What of the future? For those doubting the benefits of prednisolone in TB pericarditis,12 further studies should be undertaken, although studies in HIV seronegative people may be increasingly difficult. The relatively small number of patients described by Hakim and colleagues requires further studies to confirm their findings, with attention to patient characteristics and comparability. Routine use of DSK should enhance the yield of tuberculosis and the possibility of alternative causes deserves attention. In those with impaired immunity, knowledge of drug sensitivities is important. Additional benefits are anticipated using a higher dose of prednisolone and a small study in South Africa supports this.13 Rapid clinical improvement occurred associated with reduction of cardiothoracic ratios, the greatest reduction occurring within the first week.

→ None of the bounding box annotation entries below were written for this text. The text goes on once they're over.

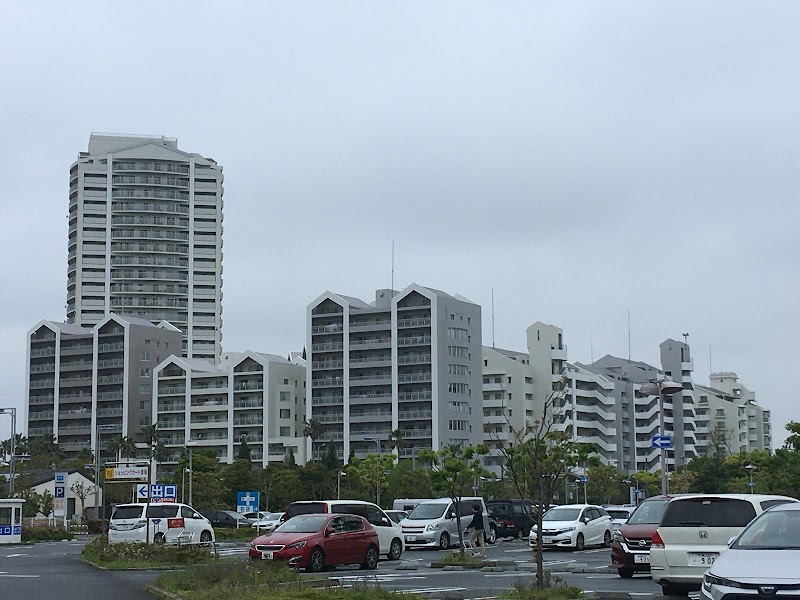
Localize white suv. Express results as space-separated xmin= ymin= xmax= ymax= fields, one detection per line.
xmin=108 ymin=502 xmax=214 ymax=544
xmin=650 ymin=494 xmax=797 ymax=596
xmin=528 ymin=504 xmax=613 ymax=550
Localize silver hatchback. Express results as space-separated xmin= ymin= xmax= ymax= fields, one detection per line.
xmin=701 ymin=503 xmax=800 ymax=600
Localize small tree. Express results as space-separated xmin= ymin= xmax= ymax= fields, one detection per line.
xmin=69 ymin=481 xmax=94 ymax=520
xmin=420 ymin=444 xmax=488 ymax=557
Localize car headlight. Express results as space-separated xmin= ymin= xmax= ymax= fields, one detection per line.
xmin=703 ymin=573 xmax=742 ymax=589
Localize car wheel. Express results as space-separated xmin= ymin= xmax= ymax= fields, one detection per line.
xmin=389 ymin=538 xmax=403 ymax=560
xmin=486 ymin=527 xmax=497 ymax=544
xmin=661 ymin=583 xmax=689 ymax=596
xmin=361 ymin=546 xmax=378 ymax=571
xmin=439 ymin=531 xmax=450 ymax=550
xmin=617 ymin=569 xmax=633 ymax=579
xmin=306 ymin=548 xmax=325 ymax=573
xmin=575 ymin=533 xmax=586 ymax=550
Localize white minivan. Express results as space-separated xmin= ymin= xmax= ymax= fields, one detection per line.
xmin=282 ymin=500 xmax=406 ymax=560
xmin=650 ymin=494 xmax=797 ymax=596
xmin=400 ymin=497 xmax=497 ymax=550
xmin=108 ymin=502 xmax=214 ymax=544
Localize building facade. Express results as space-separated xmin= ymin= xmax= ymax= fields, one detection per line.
xmin=152 ymin=351 xmax=306 ymax=473
xmin=67 ymin=134 xmax=223 ymax=361
xmin=25 ymin=314 xmax=181 ymax=462
xmin=306 ymin=284 xmax=483 ymax=460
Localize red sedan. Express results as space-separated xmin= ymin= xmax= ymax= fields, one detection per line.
xmin=249 ymin=514 xmax=380 ymax=573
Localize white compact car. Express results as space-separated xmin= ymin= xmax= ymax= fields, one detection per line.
xmin=650 ymin=494 xmax=797 ymax=596
xmin=108 ymin=502 xmax=214 ymax=544
xmin=528 ymin=504 xmax=613 ymax=550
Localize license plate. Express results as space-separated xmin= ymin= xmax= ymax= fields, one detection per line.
xmin=689 ymin=552 xmax=719 ymax=567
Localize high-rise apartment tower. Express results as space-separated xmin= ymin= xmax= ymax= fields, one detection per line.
xmin=67 ymin=134 xmax=223 ymax=361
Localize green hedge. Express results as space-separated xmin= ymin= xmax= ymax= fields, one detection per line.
xmin=22 ymin=525 xmax=75 ymax=542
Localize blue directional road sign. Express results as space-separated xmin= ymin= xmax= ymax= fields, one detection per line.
xmin=650 ymin=435 xmax=672 ymax=448
xmin=236 ymin=492 xmax=259 ymax=514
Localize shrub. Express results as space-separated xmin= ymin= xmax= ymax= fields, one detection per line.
xmin=22 ymin=525 xmax=75 ymax=542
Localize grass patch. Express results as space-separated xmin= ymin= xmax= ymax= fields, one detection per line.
xmin=499 ymin=571 xmax=583 ymax=600
xmin=22 ymin=525 xmax=75 ymax=542
xmin=214 ymin=527 xmax=262 ymax=542
xmin=83 ymin=536 xmax=219 ymax=569
xmin=442 ymin=551 xmax=486 ymax=565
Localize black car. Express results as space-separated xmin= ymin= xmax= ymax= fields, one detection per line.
xmin=486 ymin=500 xmax=536 ymax=538
xmin=201 ymin=510 xmax=254 ymax=527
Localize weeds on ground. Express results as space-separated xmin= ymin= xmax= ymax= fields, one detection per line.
xmin=83 ymin=536 xmax=218 ymax=569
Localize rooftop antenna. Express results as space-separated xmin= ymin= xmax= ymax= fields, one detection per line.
xmin=628 ymin=308 xmax=631 ymax=362
xmin=492 ymin=288 xmax=494 ymax=348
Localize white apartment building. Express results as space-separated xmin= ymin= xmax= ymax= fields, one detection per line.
xmin=306 ymin=284 xmax=483 ymax=460
xmin=483 ymin=346 xmax=542 ymax=468
xmin=67 ymin=134 xmax=223 ymax=361
xmin=25 ymin=313 xmax=181 ymax=461
xmin=152 ymin=351 xmax=306 ymax=473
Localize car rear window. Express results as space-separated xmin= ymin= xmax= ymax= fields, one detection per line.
xmin=286 ymin=502 xmax=328 ymax=520
xmin=661 ymin=498 xmax=756 ymax=527
xmin=111 ymin=505 xmax=144 ymax=519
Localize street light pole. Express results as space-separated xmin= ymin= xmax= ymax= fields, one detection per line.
xmin=186 ymin=439 xmax=199 ymax=506
xmin=0 ymin=407 xmax=17 ymax=498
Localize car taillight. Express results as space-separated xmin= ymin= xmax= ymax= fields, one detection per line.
xmin=650 ymin=531 xmax=664 ymax=548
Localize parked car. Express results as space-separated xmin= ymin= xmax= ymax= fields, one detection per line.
xmin=603 ymin=506 xmax=636 ymax=531
xmin=611 ymin=496 xmax=673 ymax=579
xmin=108 ymin=502 xmax=215 ymax=544
xmin=528 ymin=504 xmax=612 ymax=550
xmin=486 ymin=500 xmax=536 ymax=539
xmin=283 ymin=500 xmax=406 ymax=560
xmin=700 ymin=502 xmax=800 ymax=600
xmin=252 ymin=512 xmax=283 ymax=531
xmin=203 ymin=510 xmax=254 ymax=527
xmin=650 ymin=494 xmax=797 ymax=596
xmin=248 ymin=514 xmax=379 ymax=573
xmin=383 ymin=510 xmax=408 ymax=523
xmin=400 ymin=497 xmax=497 ymax=550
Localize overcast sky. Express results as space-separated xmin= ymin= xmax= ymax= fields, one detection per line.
xmin=0 ymin=0 xmax=800 ymax=446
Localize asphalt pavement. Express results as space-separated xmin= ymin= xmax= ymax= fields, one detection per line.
xmin=0 ymin=540 xmax=661 ymax=600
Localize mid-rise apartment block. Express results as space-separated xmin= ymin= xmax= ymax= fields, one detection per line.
xmin=152 ymin=351 xmax=306 ymax=473
xmin=67 ymin=134 xmax=223 ymax=361
xmin=25 ymin=314 xmax=181 ymax=461
xmin=306 ymin=284 xmax=483 ymax=460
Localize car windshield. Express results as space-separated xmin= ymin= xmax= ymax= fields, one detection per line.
xmin=406 ymin=504 xmax=448 ymax=521
xmin=275 ymin=515 xmax=328 ymax=533
xmin=628 ymin=500 xmax=669 ymax=525
xmin=111 ymin=504 xmax=144 ymax=520
xmin=660 ymin=496 xmax=756 ymax=527
xmin=731 ymin=510 xmax=800 ymax=550
xmin=606 ymin=508 xmax=631 ymax=521
xmin=542 ymin=508 xmax=581 ymax=521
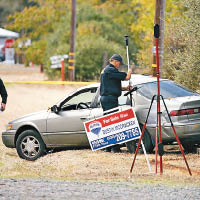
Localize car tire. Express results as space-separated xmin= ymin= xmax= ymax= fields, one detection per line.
xmin=182 ymin=143 xmax=197 ymax=153
xmin=16 ymin=130 xmax=46 ymax=161
xmin=126 ymin=125 xmax=154 ymax=153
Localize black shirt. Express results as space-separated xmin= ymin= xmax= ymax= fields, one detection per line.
xmin=100 ymin=64 xmax=127 ymax=97
xmin=0 ymin=79 xmax=8 ymax=104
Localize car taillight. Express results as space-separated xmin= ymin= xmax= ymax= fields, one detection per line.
xmin=170 ymin=108 xmax=200 ymax=116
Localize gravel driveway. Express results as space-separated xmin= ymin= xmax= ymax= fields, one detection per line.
xmin=0 ymin=179 xmax=200 ymax=200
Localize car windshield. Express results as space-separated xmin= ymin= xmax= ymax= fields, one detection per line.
xmin=64 ymin=88 xmax=97 ymax=106
xmin=137 ymin=80 xmax=199 ymax=99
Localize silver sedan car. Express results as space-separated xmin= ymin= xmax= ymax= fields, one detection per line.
xmin=2 ymin=75 xmax=200 ymax=160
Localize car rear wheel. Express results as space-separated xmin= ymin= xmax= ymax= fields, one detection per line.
xmin=126 ymin=125 xmax=154 ymax=153
xmin=16 ymin=130 xmax=45 ymax=161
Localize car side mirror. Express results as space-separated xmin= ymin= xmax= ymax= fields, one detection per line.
xmin=51 ymin=105 xmax=60 ymax=114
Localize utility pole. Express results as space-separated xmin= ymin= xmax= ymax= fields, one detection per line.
xmin=68 ymin=0 xmax=76 ymax=81
xmin=159 ymin=0 xmax=165 ymax=77
xmin=152 ymin=0 xmax=165 ymax=77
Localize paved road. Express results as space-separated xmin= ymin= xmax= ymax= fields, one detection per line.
xmin=0 ymin=179 xmax=200 ymax=200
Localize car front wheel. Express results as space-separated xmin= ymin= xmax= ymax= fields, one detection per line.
xmin=16 ymin=130 xmax=45 ymax=161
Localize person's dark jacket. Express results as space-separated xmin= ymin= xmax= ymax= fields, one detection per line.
xmin=0 ymin=79 xmax=8 ymax=104
xmin=100 ymin=64 xmax=127 ymax=97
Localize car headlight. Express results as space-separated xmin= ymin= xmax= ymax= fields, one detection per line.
xmin=7 ymin=124 xmax=13 ymax=130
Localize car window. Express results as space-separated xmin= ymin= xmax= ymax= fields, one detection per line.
xmin=137 ymin=81 xmax=199 ymax=99
xmin=64 ymin=88 xmax=97 ymax=106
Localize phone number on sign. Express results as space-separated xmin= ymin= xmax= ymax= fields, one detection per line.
xmin=114 ymin=128 xmax=140 ymax=142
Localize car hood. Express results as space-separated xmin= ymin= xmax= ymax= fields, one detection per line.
xmin=10 ymin=110 xmax=49 ymax=124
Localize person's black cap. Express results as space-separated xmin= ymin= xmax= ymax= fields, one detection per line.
xmin=110 ymin=54 xmax=124 ymax=65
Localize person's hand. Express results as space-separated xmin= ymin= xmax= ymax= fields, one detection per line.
xmin=128 ymin=66 xmax=133 ymax=74
xmin=1 ymin=103 xmax=6 ymax=111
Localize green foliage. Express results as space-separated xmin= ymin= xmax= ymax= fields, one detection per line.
xmin=0 ymin=0 xmax=33 ymax=27
xmin=164 ymin=0 xmax=200 ymax=90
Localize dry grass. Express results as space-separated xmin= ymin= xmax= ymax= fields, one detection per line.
xmin=0 ymin=139 xmax=200 ymax=185
xmin=0 ymin=65 xmax=200 ymax=185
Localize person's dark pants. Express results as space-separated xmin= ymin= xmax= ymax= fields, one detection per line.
xmin=100 ymin=96 xmax=120 ymax=152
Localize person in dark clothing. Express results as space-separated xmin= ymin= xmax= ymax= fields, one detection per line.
xmin=100 ymin=54 xmax=132 ymax=153
xmin=0 ymin=78 xmax=8 ymax=111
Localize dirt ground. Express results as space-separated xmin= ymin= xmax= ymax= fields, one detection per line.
xmin=0 ymin=65 xmax=200 ymax=186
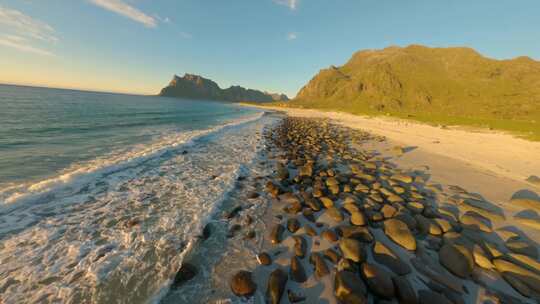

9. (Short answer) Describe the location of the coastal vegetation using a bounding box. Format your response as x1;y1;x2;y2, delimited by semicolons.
274;45;540;140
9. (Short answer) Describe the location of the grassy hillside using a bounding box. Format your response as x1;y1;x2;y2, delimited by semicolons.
287;45;540;140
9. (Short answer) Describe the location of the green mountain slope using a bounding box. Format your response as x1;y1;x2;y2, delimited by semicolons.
288;45;540;138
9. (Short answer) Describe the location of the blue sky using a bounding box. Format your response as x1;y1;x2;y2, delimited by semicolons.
0;0;540;96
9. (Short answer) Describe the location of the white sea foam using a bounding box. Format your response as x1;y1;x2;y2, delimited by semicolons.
0;114;268;303
0;113;262;207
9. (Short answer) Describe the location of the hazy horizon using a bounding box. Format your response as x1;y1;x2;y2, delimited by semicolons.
0;0;540;97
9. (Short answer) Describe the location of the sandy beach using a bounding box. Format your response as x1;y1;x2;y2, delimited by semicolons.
175;109;540;304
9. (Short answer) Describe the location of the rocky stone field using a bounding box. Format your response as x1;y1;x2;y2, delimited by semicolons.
228;117;540;304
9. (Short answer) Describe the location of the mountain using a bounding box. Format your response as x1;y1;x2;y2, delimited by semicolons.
288;45;540;121
159;74;289;102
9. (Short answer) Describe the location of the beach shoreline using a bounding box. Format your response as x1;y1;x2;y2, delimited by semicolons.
171;109;540;303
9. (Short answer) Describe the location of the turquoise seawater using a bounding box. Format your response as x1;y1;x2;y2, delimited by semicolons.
0;85;254;189
0;86;276;303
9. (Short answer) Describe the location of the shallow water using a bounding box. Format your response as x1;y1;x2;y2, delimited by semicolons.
0;87;275;303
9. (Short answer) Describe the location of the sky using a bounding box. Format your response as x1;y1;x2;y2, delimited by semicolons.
0;0;540;97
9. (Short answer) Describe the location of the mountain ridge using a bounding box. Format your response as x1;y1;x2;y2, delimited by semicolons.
159;73;289;102
289;45;540;121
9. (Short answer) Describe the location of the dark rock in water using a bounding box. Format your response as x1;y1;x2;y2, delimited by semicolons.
247;191;259;199
266;268;287;304
276;163;289;180
334;271;367;304
337;259;358;273
323;248;341;264
227;224;242;238
231;270;257;297
257;252;272;266
321;229;338;243
309;252;330;279
439;243;474;278
172;263;197;289
373;241;411;275
418;289;452;304
287;218;300;233
289;256;307;283
339;238;366;263
392;277;418;304
506;237;538;259
304;224;317;236
302;209;315;223
293;236;307;258
223;206;242;220
266;181;281;198
202;223;212;241
270;224;285;244
244;230;257;240
384;218;416;251
287;289;306;303
360;263;395;299
337;226;373;243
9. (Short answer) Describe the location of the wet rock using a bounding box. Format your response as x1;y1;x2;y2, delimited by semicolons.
339;238;366;263
414;214;442;236
384;219;416;251
506;237;538;259
407;202;424;214
321;229;338;243
230;271;257;297
287;289;306;303
247;191;260;199
326;207;343;223
270;224;285;245
460;211;493;232
304;224;317;236
202;223;212;241
351;211;367;226
276;163;289;180
373;241;411;275
360;263;395;299
323;248;341;264
223;206;242;220
418;289;453;304
309;252;330;279
289;256;307;283
293;236;307;258
439;244;474;278
392;277;418;304
265;181;281;198
493;258;540;293
287;218;300;233
302;209;315;223
337;226;373;243
266;268;287;304
510;197;540;212
172;263;198;289
319;196;334;208
334;271;367;304
381;204;397;219
257;252;272;266
473;244;494;269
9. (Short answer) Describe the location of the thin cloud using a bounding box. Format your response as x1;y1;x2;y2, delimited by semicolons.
0;5;58;42
90;0;158;28
274;0;300;11
287;33;298;41
0;5;58;56
0;35;55;57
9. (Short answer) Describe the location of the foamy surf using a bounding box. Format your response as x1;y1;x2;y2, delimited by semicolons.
0;114;271;303
0;113;263;208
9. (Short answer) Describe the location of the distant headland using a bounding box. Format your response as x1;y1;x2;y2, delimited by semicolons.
159;74;289;102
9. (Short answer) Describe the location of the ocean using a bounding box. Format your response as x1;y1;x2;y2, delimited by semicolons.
0;85;275;303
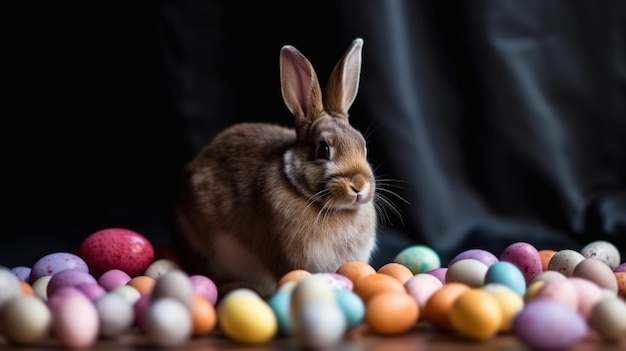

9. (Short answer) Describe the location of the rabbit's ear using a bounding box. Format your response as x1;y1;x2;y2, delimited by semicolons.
280;45;324;129
324;38;363;117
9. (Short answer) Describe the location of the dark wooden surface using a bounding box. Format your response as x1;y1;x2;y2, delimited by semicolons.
0;323;626;351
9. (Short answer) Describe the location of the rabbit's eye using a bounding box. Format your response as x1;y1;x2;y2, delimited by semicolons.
317;141;330;160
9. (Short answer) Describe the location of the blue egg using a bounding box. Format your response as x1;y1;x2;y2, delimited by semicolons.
484;261;526;296
333;289;365;328
393;245;441;274
267;291;293;336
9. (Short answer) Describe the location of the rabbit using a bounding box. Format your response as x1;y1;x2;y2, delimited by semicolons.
174;38;378;297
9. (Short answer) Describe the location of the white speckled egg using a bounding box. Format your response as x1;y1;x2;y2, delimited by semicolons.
142;297;193;347
580;240;621;269
95;293;135;337
0;295;52;344
548;249;585;277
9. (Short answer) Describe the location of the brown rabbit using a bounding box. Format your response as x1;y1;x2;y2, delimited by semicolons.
174;38;377;297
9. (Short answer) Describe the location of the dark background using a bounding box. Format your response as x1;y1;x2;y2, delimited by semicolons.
0;1;626;266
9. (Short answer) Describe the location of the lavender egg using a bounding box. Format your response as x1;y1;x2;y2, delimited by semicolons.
513;299;589;350
448;249;499;267
30;252;89;283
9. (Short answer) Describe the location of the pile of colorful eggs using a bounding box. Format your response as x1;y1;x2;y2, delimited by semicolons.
0;228;626;349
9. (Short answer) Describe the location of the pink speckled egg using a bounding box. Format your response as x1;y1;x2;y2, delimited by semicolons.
500;242;543;284
78;228;154;278
29;252;89;283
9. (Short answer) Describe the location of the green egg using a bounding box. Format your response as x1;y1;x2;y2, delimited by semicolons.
394;244;441;274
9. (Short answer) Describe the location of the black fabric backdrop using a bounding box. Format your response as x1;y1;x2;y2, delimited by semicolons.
0;0;626;266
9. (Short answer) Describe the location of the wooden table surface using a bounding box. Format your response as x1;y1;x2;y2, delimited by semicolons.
0;322;626;351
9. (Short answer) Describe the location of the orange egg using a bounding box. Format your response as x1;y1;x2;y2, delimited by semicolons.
126;275;156;296
377;262;413;284
539;249;556;272
20;280;35;296
450;288;503;340
335;261;376;283
364;291;419;335
353;273;406;303
276;269;311;289
615;272;626;298
422;282;470;330
191;294;217;336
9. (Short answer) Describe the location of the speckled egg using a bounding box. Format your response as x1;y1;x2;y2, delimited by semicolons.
448;249;499;266
78;228;154;278
513;299;589;350
548;249;585;277
580;240;621;269
500;242;543;284
393;245;441;274
29;252;89;284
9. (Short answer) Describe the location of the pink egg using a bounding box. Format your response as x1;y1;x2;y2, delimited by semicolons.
448;249;498;267
189;274;217;305
51;295;100;349
567;278;608;318
428;267;448;284
78;228;154;277
533;279;579;310
29;252;89;283
404;273;443;309
46;269;97;297
74;283;107;301
500;242;543;284
98;269;131;291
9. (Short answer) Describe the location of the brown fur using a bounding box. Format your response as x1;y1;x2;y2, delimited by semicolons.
175;39;377;297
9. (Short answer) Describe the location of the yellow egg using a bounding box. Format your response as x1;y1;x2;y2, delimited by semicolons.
524;280;546;302
483;284;524;333
217;289;278;344
450;288;502;341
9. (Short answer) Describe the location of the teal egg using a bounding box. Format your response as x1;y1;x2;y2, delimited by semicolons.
484;261;526;296
267;291;293;336
393;244;441;274
333;289;365;328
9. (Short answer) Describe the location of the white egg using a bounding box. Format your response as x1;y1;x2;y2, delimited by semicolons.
0;295;52;344
95;293;135;337
142;297;192;346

The results were particularly impressive, because most patients had tamponade on admission and none developed constriction. Such dramatic improvement justifies a larger dose of prednisolone initially, reducing it sooner and stopping it within 3–4 weeks. Tamponade is life threatening and many doctors are unwilling to undertake pericardiocentesis, so adjunctive treatment obviating it is welcome. The extent to which tamponade caused deaths in Hakim's control group is not mentioned.
Where antiretroviral drugs are available, interaction of protease inhibitors and rifampicin must be considered and guidelines for this have been issued by the Centers for Disease Control and Prevention.14
Coexistence of epidemic tuberculosis and HIV infection, interested clinicians, and good basic laboratory services in Zimbabwe and South Africa provide an appropriate environment for further work on TB pericarditis and adjunctive prednisolone.
Finally, the resurgence of all types of tuberculosis should alert general physicians and cardiologists in the developed world to the possibility of TB pericarditis. Awareness of tuberculosis should prompt appropriate microbiological investigation and initial management should include high dose prednisolone.